Emily Reilly, Director of Public Engagement at BGC, is working with BGC designer Jocelyn Lau, website manager Hellyn Teng, and associate curator Emma Cormack, as well as LaGuardia Community College faculty members Filip Stabrowski (anthropology) and Liena Vayzman (art history), to create a second installation of Connecting Threads, an online exhibition curated by LaGuardia Community College students that reveals the unique histories and meanings of clothing and other objects of adornment. LaGuardia Community College is recognized for its diverse student body and the largest English as a Second Language program in New York City, and the diversity of the students is reflected in the objects they select for the exhibition.

In March, BGC will begin offering virtual tours of its popular French Fashion, Women, and the First World War exhibition, which was on view in the BGC Gallery in fall 2019. For one tour each week, American Sign Language interpretation will be provided.

Carla Repice, Senior Director of Education, Engagement, and Interpretation is working with assistant professor Meredith Linn, independent social justice consultant Ama Codjoe, coordinator of public engagement Nadia Rivers, and several Teen Thinkers to plan a professional development workshop for New York City school teachers about Seneca Village (the predominantly African American community that the city displaced in 1857 during the construction of Central Park) centering the voices of Black scholars and stakeholders with contributions from the young people of the Lab for Teen Thinkers. The workshop will be held on June 3, Chancellor’s Day.


Early in 2021 Bard Graduate Center announced the appointment of Arjun Appadurai—an internationally recognized scholar in contemporary social-cultural anthropology and the cultural dynamics of globalization—as Max Weber Global Professor, effective July 1, 2021. Dean Peter Miller contextualized the development saying, “This is an exciting moment in the history of the institution and opens a glimpse towards a future where our collaborative intellectual venture extends further and the strands of the inquiry launched here 27 years ago grow ever denser and more fruitful.” Dr. Appadurai’s research and teaching at BGC will focus on the intersection of material culture studies, anthropology, social history, and economics.

Fields of the Future Institute
The Fields of the Future Institute (FFI) is a new initiative at BGC that aims to expand the sources, questions, practices, perspectives, practitioners, and audiences of interdisciplinary humanities scholarship.
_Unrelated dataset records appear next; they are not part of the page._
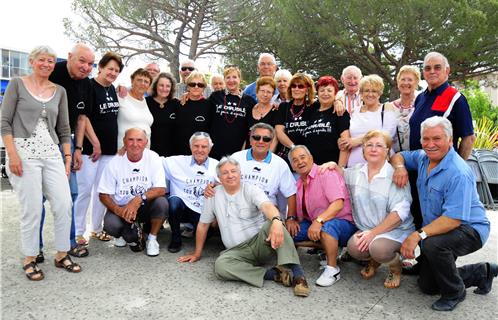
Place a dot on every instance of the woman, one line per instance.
(293, 116)
(372, 115)
(162, 105)
(133, 111)
(263, 111)
(382, 210)
(230, 110)
(407, 79)
(282, 78)
(98, 150)
(34, 121)
(325, 127)
(193, 116)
It operates through a series of programming initiatives that explore how our intellectual landscape should change by posing new questions and suggesting new ways to answer old questions, and by bringing new voices into the scholarly conversation. FFI’s initiatives intersect with BGC’s DEAI efforts in that many of them explicitly aim to bring more Black, Indigenous, and people of color to the fields of decorative arts, design history, and material culture and elevate their voices.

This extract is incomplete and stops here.